Published May 26th, 2003 by Jim O'Halloran
Bayesian Filtering in Aggregators?
I blogged this mainly because I wanted a reference to the original “A Plan for Spam” paper on Bayesian Filtering, and the follow up “Better Bayesian Filtering”, both by Paul Graham.
I’ve been toying with the idea of writing my own news aggregator for a while because I’ve yet to find something thats exactly what I want. But then my mind runs away with an idea. With most current aggregators, you read the entire feed, or none of it… If an email client (once trained) can use Bayesian classifiers to distinguish between spam, and real email, why couldn’t an aggregator use a similar idea to classify posts in an RSS feed?
Starting with my current subscriptions list, allow me to show the aggregator which articles/posts in the feeds I do like. and those that I don’t. Using from that information, begin to filter the feeds to hide some articles. For example I like to read whatever Jeremy writes about MySQL, flying, or search engines but I’m less interested in his test posts.
Perhaps, once suficiently trained, the aggregator could start to use Feedster to locate other stuff I might be interested in, and add that into the subscription/filtering process.
I guess to sum it up in one sentence, the perfect aggregator should cusomise itself to show me what I want to read, then go find new stuff for me to read once it knows what I want to read.
Dunno if I’ll ever get time to write something like that, but the idea’s free for anyone to pick up and use. If anyone does this let me know and I’ll point to it. If you happen to use it in a commercial product though I’d appreciate a free licence so I can play with the end result ![]()
Scott Johnson Says
Hi there,
That’s just an awesome idea. sjohnson AT fuzzygroup.com on any future ideas you have if you want me to think about how to get this into Feedster.
Thank you very much.
May 27th, 2003 at 8:23 pm
Kenneth Says
Very interesting idea. If the algorithm is to work for unknown weblogs and posts, how does it find them?

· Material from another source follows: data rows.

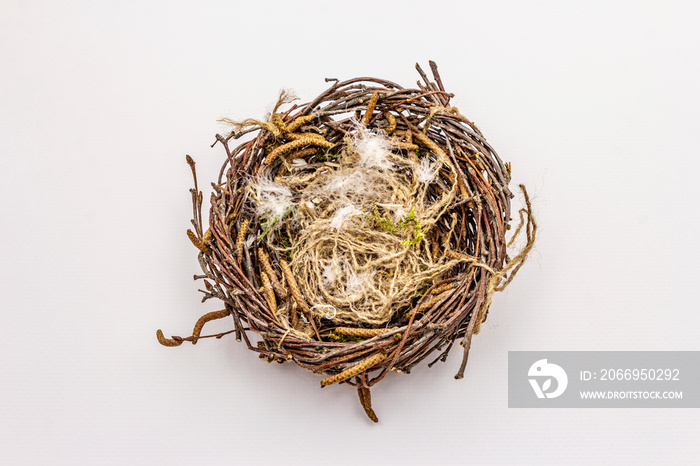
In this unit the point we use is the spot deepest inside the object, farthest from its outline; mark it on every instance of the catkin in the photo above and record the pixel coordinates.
(370, 108)
(166, 341)
(299, 122)
(362, 332)
(354, 370)
(269, 293)
(292, 283)
(290, 146)
(204, 319)
(240, 237)
(267, 268)
(199, 244)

Would you pull the last 10-20 updates to weblogs.com and blo.gs for filtering?
Other than a service offered by a server, the only option I see is the client side doing the heavy lifting, and adding randomness to the mix for filtering seems a way to tackle this.
Perhaps jumping off of known weblogs blogroll’s would be another option…
May 27th, 2003 at 10:04 pm
Emmanuel Says
So maybe I will say something inaccurate here, but it seems to me that the solution to Bayesian filtering is very near. As far as I remember, this is exactly the technology that is used in the Mozilla mail reader to detect spam, isn’t it? If it is, then, we almost have it. I am reading feeds using nntp//rss, so I should be able to mark some incoming news as spam.
May 28th, 2003 at 6:26 am
jm Says
To discover new feeds, you might use
recommended reading-like algorithms
e.g. http://diveintomark.org/projects/recommended_reading/
(and anti-recommended reading, using the feeds you rejected as a source)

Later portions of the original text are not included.